Entschieden bestreitet Göring, dass es wegen der möglichen Übernahme Zwist unter den Familiengesellschaftern gebe. Das Manager Magazin hatte im Januar über einen „Zoff im Porzellanladen“ berichtet und einen Generationenkonflikt beschrieben – zwischen den Jüngeren, die den Kauf skeptisch sähen, und den Älteren, die ihn unterstützten. Göring sprach von einer intensiven und auch notwendigen Diskussion in der Familie, die alle stimmrechtsfähigen Stammaktien hält. Schließlich gehe es um viel Geld. Und im Aufsichtsrat, in dem die Position der Familiengesellschafter gebündelt ist, „ist Konsens, dass das Projekt weiter betrieben wird“, sagte Göring. Auch bestätigte er nicht, dass die beiden Rücktritte aus dem Aufsichtsrat mit Streitigkeiten wegen der Übernahmepläne zu tun hätten. Es seien unterschiedliche persönliche Gründe gewesen, versicherte der Vorstandschef. Aufsichtsratschef Yves Elsen hatte Ende vergangenen Jahres plötzlich das Handtuch geworfen, und kurz darauf hatte die Vorsitzende des Prüfungsausschusses, Annette Köhler, ihren Rückzug aus dem Kontrollgremium für Ende Februar angekündigt.

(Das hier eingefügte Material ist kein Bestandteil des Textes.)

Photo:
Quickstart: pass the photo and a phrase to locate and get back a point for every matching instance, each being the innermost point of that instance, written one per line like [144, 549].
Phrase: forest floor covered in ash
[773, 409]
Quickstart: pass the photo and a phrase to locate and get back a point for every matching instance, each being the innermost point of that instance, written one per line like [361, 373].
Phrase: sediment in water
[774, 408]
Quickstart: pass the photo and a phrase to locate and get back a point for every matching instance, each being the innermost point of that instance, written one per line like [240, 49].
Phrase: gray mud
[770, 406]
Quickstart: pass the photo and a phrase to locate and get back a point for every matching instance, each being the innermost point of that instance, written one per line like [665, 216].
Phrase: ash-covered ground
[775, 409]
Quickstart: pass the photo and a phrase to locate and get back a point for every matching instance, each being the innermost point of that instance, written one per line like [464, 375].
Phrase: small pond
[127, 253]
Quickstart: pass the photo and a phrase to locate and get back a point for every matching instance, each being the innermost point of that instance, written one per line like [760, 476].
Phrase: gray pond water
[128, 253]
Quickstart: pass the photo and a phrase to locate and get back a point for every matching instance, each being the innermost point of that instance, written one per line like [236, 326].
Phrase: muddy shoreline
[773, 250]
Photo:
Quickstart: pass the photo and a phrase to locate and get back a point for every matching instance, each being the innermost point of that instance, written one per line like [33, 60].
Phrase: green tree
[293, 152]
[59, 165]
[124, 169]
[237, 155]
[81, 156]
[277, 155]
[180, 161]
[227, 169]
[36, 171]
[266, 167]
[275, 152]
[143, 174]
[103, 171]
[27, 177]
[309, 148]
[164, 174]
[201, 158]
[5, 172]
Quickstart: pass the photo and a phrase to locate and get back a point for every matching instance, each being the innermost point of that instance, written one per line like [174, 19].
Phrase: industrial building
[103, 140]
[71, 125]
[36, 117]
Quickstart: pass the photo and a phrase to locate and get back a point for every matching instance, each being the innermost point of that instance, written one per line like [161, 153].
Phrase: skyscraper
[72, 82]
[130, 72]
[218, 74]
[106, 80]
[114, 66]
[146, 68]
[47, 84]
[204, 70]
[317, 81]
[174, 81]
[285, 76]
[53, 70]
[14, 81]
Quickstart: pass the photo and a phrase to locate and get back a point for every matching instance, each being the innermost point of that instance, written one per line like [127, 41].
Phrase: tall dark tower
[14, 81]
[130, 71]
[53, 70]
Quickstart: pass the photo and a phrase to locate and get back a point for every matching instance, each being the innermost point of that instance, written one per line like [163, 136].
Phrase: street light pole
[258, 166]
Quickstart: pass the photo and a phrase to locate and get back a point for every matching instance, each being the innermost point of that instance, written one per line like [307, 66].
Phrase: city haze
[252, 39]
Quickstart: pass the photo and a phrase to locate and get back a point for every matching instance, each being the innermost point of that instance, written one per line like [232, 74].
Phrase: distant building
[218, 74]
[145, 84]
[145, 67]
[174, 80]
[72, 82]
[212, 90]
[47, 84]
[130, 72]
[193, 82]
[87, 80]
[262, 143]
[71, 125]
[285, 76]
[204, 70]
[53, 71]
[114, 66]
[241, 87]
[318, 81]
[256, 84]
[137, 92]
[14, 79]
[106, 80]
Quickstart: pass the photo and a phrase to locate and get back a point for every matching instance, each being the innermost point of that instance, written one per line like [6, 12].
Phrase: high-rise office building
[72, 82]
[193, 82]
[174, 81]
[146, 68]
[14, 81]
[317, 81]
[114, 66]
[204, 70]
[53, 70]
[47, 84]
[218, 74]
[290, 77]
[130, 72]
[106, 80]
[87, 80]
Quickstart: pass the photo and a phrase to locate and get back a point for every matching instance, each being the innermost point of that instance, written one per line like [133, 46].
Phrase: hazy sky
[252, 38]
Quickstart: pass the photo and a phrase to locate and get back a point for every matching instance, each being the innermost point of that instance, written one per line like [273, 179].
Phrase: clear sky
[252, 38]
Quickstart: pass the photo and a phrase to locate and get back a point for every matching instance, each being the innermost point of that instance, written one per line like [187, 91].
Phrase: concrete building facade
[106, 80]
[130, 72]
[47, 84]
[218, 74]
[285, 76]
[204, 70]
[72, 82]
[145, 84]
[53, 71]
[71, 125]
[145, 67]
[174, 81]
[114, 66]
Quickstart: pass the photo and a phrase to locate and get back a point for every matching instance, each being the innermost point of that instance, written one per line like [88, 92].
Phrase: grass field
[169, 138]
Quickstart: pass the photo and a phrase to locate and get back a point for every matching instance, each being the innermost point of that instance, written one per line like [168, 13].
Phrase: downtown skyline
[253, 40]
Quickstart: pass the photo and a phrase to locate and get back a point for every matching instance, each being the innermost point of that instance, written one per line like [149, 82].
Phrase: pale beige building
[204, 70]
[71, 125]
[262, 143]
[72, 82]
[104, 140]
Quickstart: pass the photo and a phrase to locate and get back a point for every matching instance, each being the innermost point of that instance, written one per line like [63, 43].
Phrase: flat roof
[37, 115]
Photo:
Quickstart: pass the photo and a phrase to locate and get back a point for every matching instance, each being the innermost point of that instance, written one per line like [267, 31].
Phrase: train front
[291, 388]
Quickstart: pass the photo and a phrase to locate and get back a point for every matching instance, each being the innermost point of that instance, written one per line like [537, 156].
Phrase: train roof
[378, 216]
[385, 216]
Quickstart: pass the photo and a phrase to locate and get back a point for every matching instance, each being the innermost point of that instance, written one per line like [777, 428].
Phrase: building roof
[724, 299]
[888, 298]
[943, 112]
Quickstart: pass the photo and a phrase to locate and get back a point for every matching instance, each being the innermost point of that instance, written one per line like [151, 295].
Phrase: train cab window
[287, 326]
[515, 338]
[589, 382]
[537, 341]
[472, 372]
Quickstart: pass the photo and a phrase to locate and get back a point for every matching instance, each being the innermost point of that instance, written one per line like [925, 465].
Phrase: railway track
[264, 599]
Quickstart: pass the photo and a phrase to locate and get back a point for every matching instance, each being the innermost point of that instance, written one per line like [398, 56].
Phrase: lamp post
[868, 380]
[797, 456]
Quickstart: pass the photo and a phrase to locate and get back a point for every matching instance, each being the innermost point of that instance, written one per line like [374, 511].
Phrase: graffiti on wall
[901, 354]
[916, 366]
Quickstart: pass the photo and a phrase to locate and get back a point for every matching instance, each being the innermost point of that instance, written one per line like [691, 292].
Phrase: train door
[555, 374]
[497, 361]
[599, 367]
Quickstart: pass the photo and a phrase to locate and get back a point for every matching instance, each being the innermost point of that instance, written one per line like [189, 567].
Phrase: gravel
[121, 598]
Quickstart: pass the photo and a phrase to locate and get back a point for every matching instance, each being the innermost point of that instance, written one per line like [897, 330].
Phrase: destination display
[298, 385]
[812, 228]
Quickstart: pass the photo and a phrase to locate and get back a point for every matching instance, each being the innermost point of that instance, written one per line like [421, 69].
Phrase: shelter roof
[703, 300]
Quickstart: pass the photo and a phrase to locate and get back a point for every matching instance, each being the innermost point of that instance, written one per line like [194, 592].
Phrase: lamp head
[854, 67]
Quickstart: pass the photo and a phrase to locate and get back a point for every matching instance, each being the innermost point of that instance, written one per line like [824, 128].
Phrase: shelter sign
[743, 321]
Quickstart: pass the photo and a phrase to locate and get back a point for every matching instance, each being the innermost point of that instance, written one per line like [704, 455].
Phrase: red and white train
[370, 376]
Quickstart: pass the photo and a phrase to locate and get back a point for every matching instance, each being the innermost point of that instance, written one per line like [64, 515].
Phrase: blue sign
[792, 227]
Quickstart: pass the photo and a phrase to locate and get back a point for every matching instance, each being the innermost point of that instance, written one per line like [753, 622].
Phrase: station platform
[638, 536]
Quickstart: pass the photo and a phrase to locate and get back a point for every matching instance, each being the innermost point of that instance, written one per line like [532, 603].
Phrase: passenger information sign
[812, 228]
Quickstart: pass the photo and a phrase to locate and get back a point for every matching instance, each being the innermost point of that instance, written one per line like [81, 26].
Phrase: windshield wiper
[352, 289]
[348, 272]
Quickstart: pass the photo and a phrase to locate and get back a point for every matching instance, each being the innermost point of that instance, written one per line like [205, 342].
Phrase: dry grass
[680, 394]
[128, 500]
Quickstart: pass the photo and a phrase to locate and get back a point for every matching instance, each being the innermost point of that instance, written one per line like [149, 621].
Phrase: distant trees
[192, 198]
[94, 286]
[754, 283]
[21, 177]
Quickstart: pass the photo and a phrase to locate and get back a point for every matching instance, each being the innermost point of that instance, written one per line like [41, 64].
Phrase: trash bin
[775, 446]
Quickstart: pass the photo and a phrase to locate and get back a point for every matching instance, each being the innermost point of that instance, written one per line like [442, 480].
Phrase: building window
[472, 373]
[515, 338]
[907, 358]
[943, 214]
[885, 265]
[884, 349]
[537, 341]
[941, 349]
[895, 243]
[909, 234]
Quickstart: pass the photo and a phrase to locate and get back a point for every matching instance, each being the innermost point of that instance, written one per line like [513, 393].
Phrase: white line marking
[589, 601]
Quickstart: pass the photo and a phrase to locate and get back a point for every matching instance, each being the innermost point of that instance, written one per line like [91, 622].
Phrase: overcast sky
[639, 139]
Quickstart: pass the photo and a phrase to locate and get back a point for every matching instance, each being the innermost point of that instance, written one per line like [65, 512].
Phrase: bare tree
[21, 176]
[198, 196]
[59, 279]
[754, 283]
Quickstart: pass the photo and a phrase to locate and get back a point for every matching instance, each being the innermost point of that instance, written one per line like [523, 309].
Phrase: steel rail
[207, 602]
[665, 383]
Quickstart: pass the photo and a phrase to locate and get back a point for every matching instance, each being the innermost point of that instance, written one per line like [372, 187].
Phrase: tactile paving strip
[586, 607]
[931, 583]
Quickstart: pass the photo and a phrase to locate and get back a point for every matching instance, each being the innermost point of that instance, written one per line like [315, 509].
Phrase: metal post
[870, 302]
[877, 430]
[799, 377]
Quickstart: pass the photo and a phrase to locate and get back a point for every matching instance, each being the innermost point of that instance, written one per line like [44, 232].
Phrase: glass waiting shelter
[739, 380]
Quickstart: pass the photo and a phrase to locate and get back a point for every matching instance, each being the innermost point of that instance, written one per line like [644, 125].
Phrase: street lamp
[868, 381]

Gegenwind zu den Übernahmeplänen war in den vergangenen Tagen aus dem Lager der Vorzugsaktionäre gekommen, die keine Stimmrechte haben. Christian Kappelhoff-Wulff, der die Lakestreet Capital Partners AG aus Zug in der Schweiz vertritt, warnte im Handelsblatt mit drastischen Worten: „Die Villeroy & Boch AG wäre gut beraten, diesen Griff ins Klo zu vermeiden.“ Er monierte schwache Zahlen bei Ideal Standard. Stattdessen forderte er von V&B eine Sonderdividende aus den zusätzlichen Einnahmen durch einen Immobilienverkauf in Luxemburg. In der Tat erzielte V&B dadurch einen hohen Sonderertrag – 87,7 Millionen Euro, wie aus den Bilanzzahlen hervorgeht. Göring wertet die Warnung als „Stimmungsmache“ und stellt sich gegen eine Sonderdividende. Die Dividende soll bei 60 Cent pro Aktie für Vorzugsaktionäre und 55 Cent für Stammaktionäre bleiben. Der V&B-Chef bestreitet auch, dass Ideal Standard schlecht dastehe. Das Unternehmen habe harte Jahre hinter sich, sei aber in der Restrukturierung vorangekommen.

Göring nannte aber auch klare Bedingungen für eine Übernahme: „Es muss ein profitables Unternehmen sein. Sonst kaufen wir nicht.“ Und dafür reiche ein Minigewinn in der Bilanz nicht aus. Ideal-Standard-Chef Türling hatte gegenüber der Welt von einem operativen Gewinn von 85 Millionen Euro im vergangenen Jahr gesprochen – deutlich mehr als die 51 Millionen Euro, die V&B erzielte.